Ancak, Türk mobilya aksesuarları sektörü, yüksek kalite standartları ve uygun fiyat avantajıyla bu rekabetçi ortamda kendine özgü bir konum oluşturmuştur. Özellikle tasarım odaklı yaklaşımla üretilen mobilya aksesuarları, dünya genelinde estetik ve fonksiyonellik arayışında olan tüketiciler tarafından tercih edilmektedir.

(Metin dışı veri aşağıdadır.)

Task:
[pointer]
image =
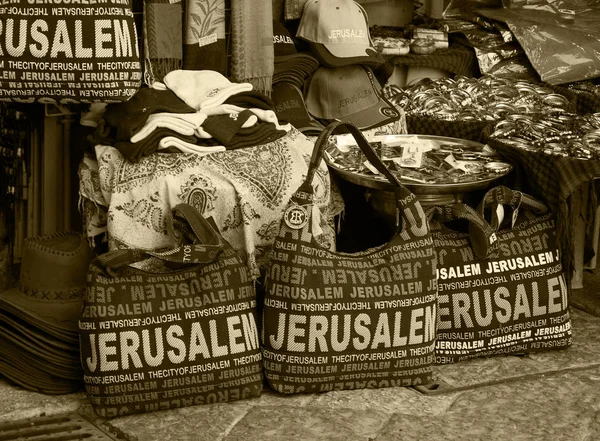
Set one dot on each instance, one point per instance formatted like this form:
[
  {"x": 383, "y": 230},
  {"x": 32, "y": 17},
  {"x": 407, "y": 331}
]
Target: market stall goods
[
  {"x": 181, "y": 334},
  {"x": 333, "y": 320},
  {"x": 501, "y": 284},
  {"x": 63, "y": 53}
]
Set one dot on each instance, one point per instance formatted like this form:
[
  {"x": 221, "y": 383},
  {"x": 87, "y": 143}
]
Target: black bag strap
[
  {"x": 200, "y": 243},
  {"x": 483, "y": 237},
  {"x": 502, "y": 195},
  {"x": 322, "y": 142}
]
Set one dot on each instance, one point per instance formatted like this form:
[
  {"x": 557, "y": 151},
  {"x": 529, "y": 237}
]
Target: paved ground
[{"x": 550, "y": 396}]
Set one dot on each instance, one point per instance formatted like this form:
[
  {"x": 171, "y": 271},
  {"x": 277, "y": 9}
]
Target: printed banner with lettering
[
  {"x": 68, "y": 51},
  {"x": 514, "y": 301},
  {"x": 335, "y": 321},
  {"x": 160, "y": 340}
]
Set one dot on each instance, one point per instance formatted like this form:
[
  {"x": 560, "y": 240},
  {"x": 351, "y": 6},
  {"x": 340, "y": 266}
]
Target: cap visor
[
  {"x": 358, "y": 55},
  {"x": 378, "y": 115}
]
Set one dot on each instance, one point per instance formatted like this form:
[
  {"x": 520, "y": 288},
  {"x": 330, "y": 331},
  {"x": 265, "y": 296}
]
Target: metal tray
[{"x": 371, "y": 180}]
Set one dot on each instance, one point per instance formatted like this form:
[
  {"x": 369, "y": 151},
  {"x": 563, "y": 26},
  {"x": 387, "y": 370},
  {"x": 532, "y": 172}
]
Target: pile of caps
[
  {"x": 567, "y": 135},
  {"x": 487, "y": 98}
]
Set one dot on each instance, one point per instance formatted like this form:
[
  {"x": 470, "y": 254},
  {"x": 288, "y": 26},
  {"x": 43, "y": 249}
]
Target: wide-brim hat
[
  {"x": 338, "y": 33},
  {"x": 350, "y": 94},
  {"x": 52, "y": 283},
  {"x": 43, "y": 366}
]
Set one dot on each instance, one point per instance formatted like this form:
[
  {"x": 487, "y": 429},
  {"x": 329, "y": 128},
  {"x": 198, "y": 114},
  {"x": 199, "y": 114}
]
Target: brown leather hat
[{"x": 51, "y": 284}]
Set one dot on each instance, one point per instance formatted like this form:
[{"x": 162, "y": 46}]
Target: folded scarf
[{"x": 163, "y": 41}]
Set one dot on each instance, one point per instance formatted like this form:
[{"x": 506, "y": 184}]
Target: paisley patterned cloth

Türkiye'nin mobilya aksesuarları ihracatında, hedef pazarların belirlenmesi ve bu pazarlara yönelik stratejilerin oluşturulması büyük önem taşımaktadır. Örneğin, Orta Doğu pazarında geleneksel ve lüks mobilya aksesuarlarına olan talep dikkate alınarak buna yönelik ürün çeşitliliği ve pazarlama faaliyetleri artırılabilir. Türk üreticiler bu bölgelerin geleneksel kültür yapılarını da değerlendirerek bu pazarlara uygun ürün tasarımları gerçekleştirmekte ve müşteri odaklı çalışmalar yapmaktadırlar. Aynı coğrafyanın  ve kısmen ortak inanç ve kültürlerin avantajlarını da kullanarak pazarda önemli aktör durumuna gelmişlerdir.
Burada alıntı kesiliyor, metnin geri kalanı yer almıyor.